David C. Walsh -- Warrior Maven Expert Cyber Writer
Last July and August witnessed more developments bearing on the uncertain state of cyber readiness, including where the spooky arts of quantum computing and encryption (Quantum Cryptography/Quantum Key Distribution, or QC/QKD) intersect.
The most significant may be the Peoples’ Republic of China (PRC) dramatically upping the QC/QKD ante, teleporting a photon from the ground to a satellite some 300 miles from Earth. There, the sub-atomic particle was quantum mechanically “entangled” with others - theoretically enabling unbreakable communications.
The claimed world record puts China well ahead in the distance-benchmark stakes. (The previous, terrestrial record, using relay nodes and fiber-optic cable, was about 100 miles.)
While not unexpected here, the accomplishment seems bound to quicken activities in a field often dismissed as needless, impractical, too costly, and too slow to mature. For it occurred as chinks in the nation’s digital armor keep appearing -- or widening.
Entities tasked with finding the chinks and laboring to “repair or replace” are many, including a couple of standouts: the U.S. Los Alamos National Lab (LANL) and DOD/Army cyber components.
LANL is a lightning rod for all things quantum. In 2013, it demonstrated for the first time QC/QKDs ability to safeguard vital “smart” electricity grid control data. Speeds were blistering—just 120 microseconds for information to traverse about 15 miles of optical fiber linking send-receive nodes.
The data were secured via a pocket-sized transmitter. Interfacing with “a trusted authority,” the “QKarD” or Quantum Card Distributor generated random cryptographic keys for the encoding and decoding.
The device, lab developers asserted, could be a “super-secure” alternative to flawed tools that led to crippling data breaches. (Los Alamos went on to patent the “quantum random number generator” [QRNG] tool, now licensing it for manufacture and commercial sale.)
A senior lab scientist, Jane Nordholt acknowledged criticisms that despite photons’ appeal as an encryption modality, they typically weaken at distances over about 125 miles through fiber or air, requiring intermediate stations to “hopscotch” signals via repeater nodes.
“Sending a quantum key between Los Alamos and Washington, D.C., we'd need a lot [of relays],” she told this reporter. “And each photon in each relay is a vulnerability gateway; security would be very expensive and technically challenging.”
So, Nordholt and colleagues worked with future weapons agency DARPA on “long-haul” transmission over greater distances.
By 2015 the physicists’ strides were lengthening. Los Alamos bought D-Wave Systems Inc.’s brand-new 2X quantum research system -- the first to a U.S. national agency. The machine boasts a 2000-quantum bit (aka “qubit”) processing capacity, phenomenally more capable than the usual “bits” of classical, computational cryptography.

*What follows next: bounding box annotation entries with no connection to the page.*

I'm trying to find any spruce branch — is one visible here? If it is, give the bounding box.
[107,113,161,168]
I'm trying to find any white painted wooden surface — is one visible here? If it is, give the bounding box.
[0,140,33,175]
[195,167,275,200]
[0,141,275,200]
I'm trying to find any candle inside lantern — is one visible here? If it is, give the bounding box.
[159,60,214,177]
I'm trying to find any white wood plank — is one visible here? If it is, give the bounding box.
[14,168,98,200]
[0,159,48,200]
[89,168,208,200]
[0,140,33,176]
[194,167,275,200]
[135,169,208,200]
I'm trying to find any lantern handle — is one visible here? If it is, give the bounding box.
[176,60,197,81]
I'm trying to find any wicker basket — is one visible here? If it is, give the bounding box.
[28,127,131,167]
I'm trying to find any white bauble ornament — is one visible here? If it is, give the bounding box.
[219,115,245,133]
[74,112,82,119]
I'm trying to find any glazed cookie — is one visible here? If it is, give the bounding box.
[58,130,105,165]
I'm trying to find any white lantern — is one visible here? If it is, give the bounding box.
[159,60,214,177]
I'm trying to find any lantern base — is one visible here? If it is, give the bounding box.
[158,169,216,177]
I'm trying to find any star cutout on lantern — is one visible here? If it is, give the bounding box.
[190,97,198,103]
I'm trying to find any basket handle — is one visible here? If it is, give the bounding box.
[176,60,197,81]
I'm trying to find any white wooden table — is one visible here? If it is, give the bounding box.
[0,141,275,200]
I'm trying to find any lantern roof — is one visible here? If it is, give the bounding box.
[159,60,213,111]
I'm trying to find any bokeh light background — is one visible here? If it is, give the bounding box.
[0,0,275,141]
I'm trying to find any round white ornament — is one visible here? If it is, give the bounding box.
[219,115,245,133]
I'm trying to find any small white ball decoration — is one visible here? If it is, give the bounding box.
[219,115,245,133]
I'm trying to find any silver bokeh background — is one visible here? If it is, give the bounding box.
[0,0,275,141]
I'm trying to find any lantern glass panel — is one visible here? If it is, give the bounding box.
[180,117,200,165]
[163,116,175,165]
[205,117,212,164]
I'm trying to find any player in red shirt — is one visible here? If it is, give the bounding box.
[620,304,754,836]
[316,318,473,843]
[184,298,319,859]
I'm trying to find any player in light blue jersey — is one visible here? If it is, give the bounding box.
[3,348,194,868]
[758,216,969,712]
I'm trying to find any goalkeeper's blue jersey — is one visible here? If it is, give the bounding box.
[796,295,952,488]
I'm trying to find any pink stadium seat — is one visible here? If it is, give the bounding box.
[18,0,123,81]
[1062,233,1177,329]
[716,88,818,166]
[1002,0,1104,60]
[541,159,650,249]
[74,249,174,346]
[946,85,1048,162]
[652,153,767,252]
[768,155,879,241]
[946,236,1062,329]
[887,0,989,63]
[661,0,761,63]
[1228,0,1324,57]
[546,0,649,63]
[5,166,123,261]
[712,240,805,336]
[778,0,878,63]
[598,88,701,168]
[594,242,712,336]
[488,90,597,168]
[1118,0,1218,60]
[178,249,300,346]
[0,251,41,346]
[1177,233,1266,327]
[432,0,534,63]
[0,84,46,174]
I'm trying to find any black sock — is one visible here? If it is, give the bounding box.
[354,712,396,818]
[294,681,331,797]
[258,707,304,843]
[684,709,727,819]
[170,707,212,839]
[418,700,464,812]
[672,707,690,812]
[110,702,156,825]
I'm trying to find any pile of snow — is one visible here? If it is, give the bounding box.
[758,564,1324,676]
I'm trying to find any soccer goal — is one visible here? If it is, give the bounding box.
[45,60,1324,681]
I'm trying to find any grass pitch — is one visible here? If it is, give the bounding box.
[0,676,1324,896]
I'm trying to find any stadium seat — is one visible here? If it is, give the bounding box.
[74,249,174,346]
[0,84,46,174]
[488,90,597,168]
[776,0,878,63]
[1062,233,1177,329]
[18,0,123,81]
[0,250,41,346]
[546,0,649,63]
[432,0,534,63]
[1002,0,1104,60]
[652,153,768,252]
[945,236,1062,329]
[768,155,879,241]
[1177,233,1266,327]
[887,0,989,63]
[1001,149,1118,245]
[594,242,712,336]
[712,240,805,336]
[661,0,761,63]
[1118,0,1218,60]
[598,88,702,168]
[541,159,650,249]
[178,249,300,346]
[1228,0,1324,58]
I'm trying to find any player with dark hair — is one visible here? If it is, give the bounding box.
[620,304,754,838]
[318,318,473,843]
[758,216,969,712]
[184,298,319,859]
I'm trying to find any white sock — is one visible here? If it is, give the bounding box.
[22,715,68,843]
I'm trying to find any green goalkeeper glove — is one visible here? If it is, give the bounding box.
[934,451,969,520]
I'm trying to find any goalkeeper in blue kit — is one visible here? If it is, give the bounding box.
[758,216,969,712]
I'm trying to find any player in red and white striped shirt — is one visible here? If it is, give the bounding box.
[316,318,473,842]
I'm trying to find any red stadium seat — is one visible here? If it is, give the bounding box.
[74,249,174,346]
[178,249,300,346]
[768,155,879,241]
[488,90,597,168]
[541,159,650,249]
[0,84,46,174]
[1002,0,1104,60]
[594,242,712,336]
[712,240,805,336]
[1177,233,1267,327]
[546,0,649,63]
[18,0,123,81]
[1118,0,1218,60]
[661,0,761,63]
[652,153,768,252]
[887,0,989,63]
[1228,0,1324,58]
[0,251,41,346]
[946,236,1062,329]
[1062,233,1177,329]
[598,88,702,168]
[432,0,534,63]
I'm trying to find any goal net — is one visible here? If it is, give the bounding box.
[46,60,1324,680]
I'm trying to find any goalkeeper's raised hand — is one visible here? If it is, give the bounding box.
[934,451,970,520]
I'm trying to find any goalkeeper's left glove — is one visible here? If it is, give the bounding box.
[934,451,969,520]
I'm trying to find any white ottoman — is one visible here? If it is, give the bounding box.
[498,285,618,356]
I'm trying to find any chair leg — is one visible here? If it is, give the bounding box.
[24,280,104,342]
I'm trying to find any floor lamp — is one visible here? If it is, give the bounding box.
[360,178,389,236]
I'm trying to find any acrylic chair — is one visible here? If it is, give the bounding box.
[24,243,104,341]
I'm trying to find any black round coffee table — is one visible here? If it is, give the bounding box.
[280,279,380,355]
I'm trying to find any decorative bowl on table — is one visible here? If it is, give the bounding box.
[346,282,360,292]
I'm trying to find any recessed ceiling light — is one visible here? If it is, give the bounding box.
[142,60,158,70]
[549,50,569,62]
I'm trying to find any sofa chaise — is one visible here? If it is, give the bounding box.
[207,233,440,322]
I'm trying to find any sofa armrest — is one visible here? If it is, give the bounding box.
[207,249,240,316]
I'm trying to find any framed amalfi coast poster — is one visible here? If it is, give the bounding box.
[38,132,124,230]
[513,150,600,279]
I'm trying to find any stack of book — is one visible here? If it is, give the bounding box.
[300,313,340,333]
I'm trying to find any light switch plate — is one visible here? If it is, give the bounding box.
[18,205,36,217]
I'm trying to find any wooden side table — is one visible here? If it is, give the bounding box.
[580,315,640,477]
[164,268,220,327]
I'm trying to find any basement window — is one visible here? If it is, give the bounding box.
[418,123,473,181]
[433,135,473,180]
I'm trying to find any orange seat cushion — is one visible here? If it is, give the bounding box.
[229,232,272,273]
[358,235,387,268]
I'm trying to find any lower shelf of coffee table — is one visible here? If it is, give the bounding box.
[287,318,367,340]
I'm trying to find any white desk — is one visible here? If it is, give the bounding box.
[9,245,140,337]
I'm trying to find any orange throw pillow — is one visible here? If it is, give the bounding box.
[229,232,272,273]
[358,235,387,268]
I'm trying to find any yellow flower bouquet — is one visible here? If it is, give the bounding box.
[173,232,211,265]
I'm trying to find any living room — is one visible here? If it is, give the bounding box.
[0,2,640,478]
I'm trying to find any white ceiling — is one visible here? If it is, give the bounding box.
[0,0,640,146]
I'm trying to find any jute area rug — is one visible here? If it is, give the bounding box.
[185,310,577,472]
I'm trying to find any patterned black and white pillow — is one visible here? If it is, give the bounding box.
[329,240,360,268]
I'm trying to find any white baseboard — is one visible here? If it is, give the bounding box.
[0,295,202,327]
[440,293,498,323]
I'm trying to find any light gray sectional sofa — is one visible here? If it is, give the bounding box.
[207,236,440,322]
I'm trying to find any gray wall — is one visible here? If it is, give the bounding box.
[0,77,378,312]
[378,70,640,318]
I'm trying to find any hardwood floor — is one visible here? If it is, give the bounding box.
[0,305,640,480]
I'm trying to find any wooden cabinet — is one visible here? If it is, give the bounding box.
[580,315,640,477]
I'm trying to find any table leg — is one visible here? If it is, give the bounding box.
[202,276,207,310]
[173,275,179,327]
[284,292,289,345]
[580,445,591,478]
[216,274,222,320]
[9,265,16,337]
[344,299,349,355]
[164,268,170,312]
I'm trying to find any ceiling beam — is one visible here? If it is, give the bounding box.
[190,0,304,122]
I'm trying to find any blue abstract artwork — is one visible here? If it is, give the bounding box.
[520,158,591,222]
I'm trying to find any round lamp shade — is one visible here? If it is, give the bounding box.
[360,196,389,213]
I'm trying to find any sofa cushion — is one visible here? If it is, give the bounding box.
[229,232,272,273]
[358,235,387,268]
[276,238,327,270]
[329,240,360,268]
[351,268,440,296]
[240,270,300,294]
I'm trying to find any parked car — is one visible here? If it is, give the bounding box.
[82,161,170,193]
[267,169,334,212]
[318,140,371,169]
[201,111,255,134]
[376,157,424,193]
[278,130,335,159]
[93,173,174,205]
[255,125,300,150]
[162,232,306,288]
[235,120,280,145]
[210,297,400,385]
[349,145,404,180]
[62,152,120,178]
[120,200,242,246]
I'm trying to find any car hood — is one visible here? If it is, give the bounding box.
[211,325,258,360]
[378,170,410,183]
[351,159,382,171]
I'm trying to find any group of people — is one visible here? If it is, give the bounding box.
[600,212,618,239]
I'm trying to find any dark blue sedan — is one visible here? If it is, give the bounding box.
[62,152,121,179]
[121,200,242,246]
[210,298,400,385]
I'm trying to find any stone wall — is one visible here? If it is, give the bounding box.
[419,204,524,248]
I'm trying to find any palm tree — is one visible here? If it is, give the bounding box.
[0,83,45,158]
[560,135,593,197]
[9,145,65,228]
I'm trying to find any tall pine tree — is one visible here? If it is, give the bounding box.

In July, 2017 Dr. Ray Newell explained, “The majority of our DOE-funded research since 2013 has focused on developing a system which will bring [additional] quantum-enabled security benefits to the national electric grid”-- notably its critical transmission and distribution system.
The task of cyber-safeguarding the gigantic, nation-spanning network with its countless interconnections, he told Defense Systems, is “difficult … but very important” – particularly now. The grid on which the American military and civil sectors are heavily reliant is dangerously vulnerable. The Defense Science Board has bluntly termed it “fragile.”
Prospects for cyber and even physical assaults on installations loom large. Worse, such attack vectors as electro-magnetic pulse (EMP) and particle- beam weapons now are part of cyber defenders’ portfolios.
DARPA, with historically close ties to the Los Alamos lab, in late August acknowledged the multiplying threat environments. It requested “revolutionary” proposals for early-warning solutions to “persistent cyber attack” and its effects. Some likely involve quantum technologies.
Newell pointed out that the “very valuable” D-Wave apparatus enables the lab’s quantum security efforts, and has aided stakeholders in related quantum science fields of communications, computing and information processing.
Multiple lessons are being learned, and some important ones shared with DOD. “We ... certainly have many [Pentagon] colleagues and interests in common,” said Newell. As well, LANL works to educate potential DOD customers “about what this work is and its [possible relevance] to their needs.”
Of China’s leap-ahead in July, Newell remarked that while the United States has held the global academic research leadership role in photon-teleportation, the Chinese government is “the first … to fund the construction of a [quantum] satellite and a national infrastructure that employs that work [as such.]”
The U.S. could do likewise, he contends, since the science and engineering community are “certainly” capable of it. Instead, over the past decade scientists stateside watched the Chinese effort grow and progress, leading up to this Summer’s “noteworthy achievement.”
The experiment involved generating “entangled” pairs of photons aboard the satellite nick-named Micius, which sent one pair to a ground telescope, the other to an identical but distant ground telescope.
“And due to the quantum properties of this entanglement,” Newell explained, “this entangled state shared between the two photons, those two ground stations shared the property of being connected quantum mechanically. The photon entanglement increases the bandwidth of the [encryption] channel users have created.”
Micius’ all-quantum payload comprised a key communicator, an entangled transmitter, an entangled photon source and control processor.
Newell said China, Japan and other nations are planning to leverage this success by using “many, many of entangled photons.”
Photons, he said, were the preferred medium for much quantum development including aspects of cryptology and communications. “It’s just light, and light goes really far and really fast and photons are cheap.” Moreover, he added, “To transmit a quantum state from one place to another it’s important that it not be disturbed by other things in the world.”
It’s very hard, conversely, to send a single electron across a room “and not have it collide or interact with an atom – because electrons are electronically charged.”
Although he would not address military deployment of QC/QKD, Newell touched on security gains via the Lab’s QRNG tool. In information security and information technology security, he stressed, there are many examples of “adversaries attacking [and] exploiting weak random number generators.” This tactic allows access to “additional information on what the secrets are; what the keys are.”
Attackers in this case, he continued, “cannot break encryption -- but if you can show up with the key you can just plain old decrypt; and that’s been done.”
Such generators are “a tremendous weakness which has gone largely unaddressed in the literature.” LANL’s, as “the only truly unpredictable q-number generator,” basically solves that vulnerability and is “a very effective countermeasure against that kind of an attack.”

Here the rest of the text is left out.